The huge creature sadly died on Saturday, two days after it was first spotted off the Whitstable coast.
Experts investigate the stranded sperm whale (Video: CSIP/ZSL)
Experts from the Cetacean Strandings Investigation Programme (CSIP) carried out a post-mortem at the Peel Ports in Sheerness on Wednesday.
Their examination revealed the whale was a "sub-adult" - which had passed through the juvenile period but had not yet attained typical adult characteristics - measuring more than 40ft in length.
They found there was no evidence it had recently fed, after examining two of its four stomachs and finding them to be empty.
CSIP experts said: "The lack of any squid beaks in the stomachs potentially indicates that the whale may have been in the southern North Sea for some time."
Although there was initially speculation the creature may have died after swallowing plastic, experts confirmed no marine debris or plastics were found in its gastrointestinal tract.
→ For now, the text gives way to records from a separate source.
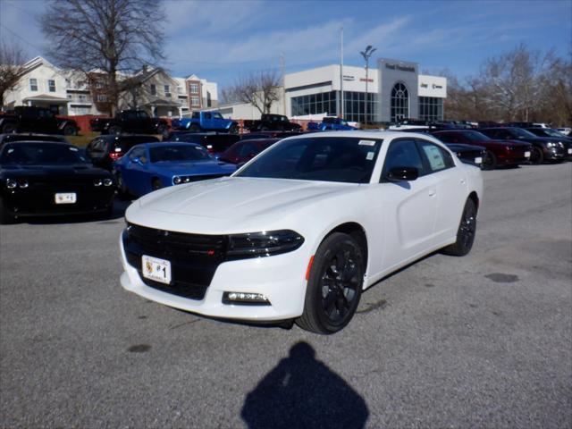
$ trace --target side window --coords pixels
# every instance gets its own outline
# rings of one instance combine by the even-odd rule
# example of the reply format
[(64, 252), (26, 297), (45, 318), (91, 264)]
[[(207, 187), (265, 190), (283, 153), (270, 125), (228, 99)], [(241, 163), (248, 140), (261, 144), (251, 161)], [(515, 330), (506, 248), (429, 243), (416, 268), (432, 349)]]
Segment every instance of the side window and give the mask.
[(421, 152), (427, 161), (431, 172), (441, 172), (455, 166), (453, 159), (446, 150), (439, 146), (425, 140), (417, 140), (421, 147)]
[(396, 167), (416, 168), (419, 171), (419, 175), (423, 175), (423, 162), (415, 140), (402, 139), (391, 142), (385, 155), (382, 178), (385, 177), (390, 170)]

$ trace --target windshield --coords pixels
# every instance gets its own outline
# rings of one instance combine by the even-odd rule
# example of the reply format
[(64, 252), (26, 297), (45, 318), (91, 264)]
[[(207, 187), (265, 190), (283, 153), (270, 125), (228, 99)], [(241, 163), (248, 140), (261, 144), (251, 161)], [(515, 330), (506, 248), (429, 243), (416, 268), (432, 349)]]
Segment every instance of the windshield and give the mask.
[(491, 139), (478, 131), (464, 131), (463, 136), (467, 137), (471, 141), (485, 141)]
[(8, 143), (0, 156), (0, 164), (23, 165), (72, 165), (87, 159), (74, 146), (52, 143)]
[(356, 137), (284, 140), (236, 176), (367, 183), (382, 143)]
[(212, 159), (206, 149), (199, 145), (165, 145), (151, 147), (149, 154), (152, 163), (161, 163), (164, 161), (205, 161)]
[(547, 134), (547, 135), (549, 135), (551, 137), (566, 137), (560, 131), (559, 131), (557, 130), (552, 130), (551, 128), (543, 128), (543, 130), (544, 130), (545, 134)]
[(526, 130), (523, 130), (522, 128), (513, 128), (512, 132), (519, 139), (536, 139), (538, 137)]

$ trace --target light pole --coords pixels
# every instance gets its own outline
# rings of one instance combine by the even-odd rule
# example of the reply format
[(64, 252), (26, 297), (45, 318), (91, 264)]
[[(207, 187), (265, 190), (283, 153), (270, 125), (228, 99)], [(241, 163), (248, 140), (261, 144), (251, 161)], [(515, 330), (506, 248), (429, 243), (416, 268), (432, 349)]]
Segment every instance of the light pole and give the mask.
[(366, 60), (366, 114), (364, 116), (366, 124), (367, 124), (367, 104), (369, 103), (367, 94), (367, 82), (369, 81), (369, 57), (372, 56), (372, 54), (374, 54), (375, 50), (376, 48), (373, 47), (371, 45), (367, 45), (366, 50), (360, 52), (361, 56)]

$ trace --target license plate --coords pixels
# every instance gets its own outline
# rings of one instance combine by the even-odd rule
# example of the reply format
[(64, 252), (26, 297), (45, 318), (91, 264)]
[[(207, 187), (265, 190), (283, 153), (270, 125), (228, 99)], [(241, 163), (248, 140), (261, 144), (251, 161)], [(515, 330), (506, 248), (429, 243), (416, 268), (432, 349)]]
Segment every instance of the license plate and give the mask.
[(78, 200), (78, 196), (75, 192), (70, 192), (68, 194), (55, 194), (54, 196), (55, 204), (75, 204)]
[(171, 263), (165, 259), (143, 255), (141, 257), (141, 271), (143, 277), (147, 279), (165, 284), (171, 282)]

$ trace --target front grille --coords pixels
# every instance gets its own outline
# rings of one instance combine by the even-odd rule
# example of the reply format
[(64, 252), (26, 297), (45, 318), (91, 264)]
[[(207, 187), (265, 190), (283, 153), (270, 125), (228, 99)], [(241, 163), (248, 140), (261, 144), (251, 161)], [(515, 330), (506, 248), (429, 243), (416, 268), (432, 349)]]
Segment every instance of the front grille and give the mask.
[[(129, 223), (122, 235), (128, 263), (136, 268), (147, 286), (189, 298), (203, 299), (216, 268), (223, 261), (227, 238), (156, 230)], [(171, 263), (171, 284), (146, 279), (141, 257), (166, 259)]]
Zoological Society of London's Rob Deaville, CSIP project manager, said: "The findings are consistent with live stranding of an out of habitat individual.
"Sperm whales are normally found resident in much deeper waters and the southern North Sea can be considered an abnormal habitat for the species as they are unable to feed there.
"Sperm whales have previously been recorded stranded in south-east England, including a very similar case in Kent in February 2014.
"That’s the value of monitoring programmes like the CSIP. Now with 30 years of data, we can gain real insight into the wider health of the marine environment and the frankly extraordinary wildlife that can be found around UK shores."
The sperm whale first hit headlines last Thursday when it was spotted off the coast near Whitstable, before finding its way towards Harty Ferry, Faversham and the Isle of Sheppey.
That afternoon, the whale began swimming with the rising tide into The Swale - a tidal channel of the Thames estuary.
It had found itself trapped in shallow waters and become "distressed and confused".
Sperm whales are a deep water species not usually found around the UK, and experts said its chance of survival was just 1%.
Medics from marine animal charity the British Divers' Marine Life Rescue monitored the whale's movements and behaviour, but on Saturday sadly confirmed it had died.
It was originally thought that the creature was a minke whale or possibly a humpback, but inspection of photos taken by eyewitnesses concluded that it was a sperm whale.
They have distinctive features including massive heads and prominent rounded foreheads, according to National Geographic.
The whales have the largest brain of any creature known to have lived on Earth.